This is my submission for Atmos Take home test. Thank you Matt and Atmos team for your consideration. It's been fun thinking about the challenge. The original problem statemnt can be found below. I answered the questions at the top of the compatible.py file in a string literal. Hopefully you enjoy reading through my thoughts and they are coherent enough to understand without a whiteboard. It is an incomplete solution in terms of edge cases and being optimal but I wanted to adhere to the rough timeline guide.
Finger Crossed!
Atmos has to find out where we will place a home on a lot in our 3D models. The first part of this process is checking whether the home fits on the lot at all. In this challenge, we want to know whether a given home and a given lot are "compatible", ie. whether the home can fit within the lot.

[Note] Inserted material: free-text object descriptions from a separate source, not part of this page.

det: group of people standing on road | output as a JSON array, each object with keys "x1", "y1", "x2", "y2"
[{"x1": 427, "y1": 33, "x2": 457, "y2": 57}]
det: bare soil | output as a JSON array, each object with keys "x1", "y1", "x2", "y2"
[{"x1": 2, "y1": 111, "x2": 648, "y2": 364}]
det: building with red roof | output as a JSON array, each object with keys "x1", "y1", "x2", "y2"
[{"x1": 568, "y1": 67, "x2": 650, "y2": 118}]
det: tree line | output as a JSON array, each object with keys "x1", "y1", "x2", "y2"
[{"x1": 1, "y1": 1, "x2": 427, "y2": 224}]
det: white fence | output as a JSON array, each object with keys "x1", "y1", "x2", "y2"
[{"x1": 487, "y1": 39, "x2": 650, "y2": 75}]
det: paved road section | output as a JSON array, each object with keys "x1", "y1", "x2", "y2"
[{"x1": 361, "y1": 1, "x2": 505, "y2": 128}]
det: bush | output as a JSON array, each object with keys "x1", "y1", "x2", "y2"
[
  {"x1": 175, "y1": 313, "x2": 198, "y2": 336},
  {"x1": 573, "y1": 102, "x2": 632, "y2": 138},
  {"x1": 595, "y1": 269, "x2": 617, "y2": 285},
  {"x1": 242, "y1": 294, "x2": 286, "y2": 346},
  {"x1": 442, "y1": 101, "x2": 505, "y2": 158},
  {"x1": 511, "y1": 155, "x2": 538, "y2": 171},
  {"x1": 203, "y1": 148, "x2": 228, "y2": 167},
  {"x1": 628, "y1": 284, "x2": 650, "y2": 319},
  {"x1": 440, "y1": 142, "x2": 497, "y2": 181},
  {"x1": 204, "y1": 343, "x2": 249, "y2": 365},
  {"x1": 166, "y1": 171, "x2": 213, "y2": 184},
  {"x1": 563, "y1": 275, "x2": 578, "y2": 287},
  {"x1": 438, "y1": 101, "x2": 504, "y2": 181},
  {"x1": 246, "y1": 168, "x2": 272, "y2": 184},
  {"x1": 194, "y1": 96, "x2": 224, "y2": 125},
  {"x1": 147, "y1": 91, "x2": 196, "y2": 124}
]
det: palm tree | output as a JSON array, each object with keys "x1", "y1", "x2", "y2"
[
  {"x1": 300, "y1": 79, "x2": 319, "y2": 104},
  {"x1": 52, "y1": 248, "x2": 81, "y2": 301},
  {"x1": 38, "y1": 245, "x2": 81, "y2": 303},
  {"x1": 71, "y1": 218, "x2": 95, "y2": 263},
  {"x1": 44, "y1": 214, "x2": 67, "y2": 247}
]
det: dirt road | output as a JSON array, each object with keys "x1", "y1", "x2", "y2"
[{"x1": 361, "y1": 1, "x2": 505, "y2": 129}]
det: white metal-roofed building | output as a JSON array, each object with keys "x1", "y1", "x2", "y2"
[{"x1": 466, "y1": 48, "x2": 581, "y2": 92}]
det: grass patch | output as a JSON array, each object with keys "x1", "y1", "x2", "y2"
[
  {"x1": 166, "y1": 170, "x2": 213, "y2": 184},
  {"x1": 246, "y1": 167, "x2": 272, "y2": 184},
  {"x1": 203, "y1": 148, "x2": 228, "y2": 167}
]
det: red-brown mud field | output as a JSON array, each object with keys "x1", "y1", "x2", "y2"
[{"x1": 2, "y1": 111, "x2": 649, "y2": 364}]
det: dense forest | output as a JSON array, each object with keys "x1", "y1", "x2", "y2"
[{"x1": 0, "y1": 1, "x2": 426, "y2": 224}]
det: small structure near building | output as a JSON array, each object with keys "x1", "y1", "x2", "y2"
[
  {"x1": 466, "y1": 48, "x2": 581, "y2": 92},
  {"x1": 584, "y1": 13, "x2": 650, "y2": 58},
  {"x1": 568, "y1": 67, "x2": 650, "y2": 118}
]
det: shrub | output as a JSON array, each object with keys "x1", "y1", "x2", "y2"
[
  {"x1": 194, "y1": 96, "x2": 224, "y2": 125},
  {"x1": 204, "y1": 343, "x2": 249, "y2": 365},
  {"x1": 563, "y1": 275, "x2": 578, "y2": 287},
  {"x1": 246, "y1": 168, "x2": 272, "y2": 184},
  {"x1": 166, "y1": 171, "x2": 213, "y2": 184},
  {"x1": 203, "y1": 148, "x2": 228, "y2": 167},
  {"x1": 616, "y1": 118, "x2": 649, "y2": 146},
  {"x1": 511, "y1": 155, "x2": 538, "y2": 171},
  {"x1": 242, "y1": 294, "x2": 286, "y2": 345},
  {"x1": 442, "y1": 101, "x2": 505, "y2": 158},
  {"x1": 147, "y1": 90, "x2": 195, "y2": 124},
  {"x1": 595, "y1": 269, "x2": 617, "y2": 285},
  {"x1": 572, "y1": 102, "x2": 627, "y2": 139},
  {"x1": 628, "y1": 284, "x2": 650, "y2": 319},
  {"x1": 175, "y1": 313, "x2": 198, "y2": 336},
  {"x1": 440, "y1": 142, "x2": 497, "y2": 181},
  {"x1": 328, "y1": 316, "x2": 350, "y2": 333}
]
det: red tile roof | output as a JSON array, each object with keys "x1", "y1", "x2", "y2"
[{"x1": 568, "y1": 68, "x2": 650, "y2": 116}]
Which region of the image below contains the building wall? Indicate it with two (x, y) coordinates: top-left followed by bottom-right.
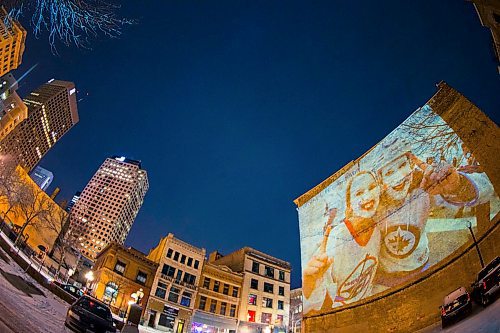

Imagine a 2D grid with a width and length of 100 units. Homes have a rectangular "building footprint" of the form: "[width, length]". Lots have "boundaries", an array of coordinates that form a rectilinear polygon (straight lines and right angles only) of the form: "[(x, y), (x, y), ...]".
Create a function isCompatible()
that receives a home's footprint and a lot's boundaries, and returns whether the home is compatible with the lot.
The prompt may be ambiguous on some parts - that's intentional! We want you to make reasonable assumptions when faced with ambiguity. We won't judge you on the details; we're more interested in seeing your general approach. Also, feel free to search up anything you'd like; as a hint, there are general mathematical solutions to this problem and its variants.
In real life, lots have "setbacks", which are buffer zones within a lot's boundaries that determine how much space must exist between the lot boundaries and the home. Think of them as "padding" in CSS.
Assuming setbacks are the same for every side of a lot, specified as an integer in units, incorporate setbacks into the isCompatible()
function.
Upload your code Upload your completed project (feel free to make a Gist) to your GitHub, and then paste a link to the repository or Gist below in the form along with any comments you have about your solution.
Please answer the following questions in your submission: What improvements would you make if you were to start over again? In real life, lots are unfortunately not rectilinear - they can be of any general shape. With this in mind, how would you change your approach to determine where a home could fit on a lot?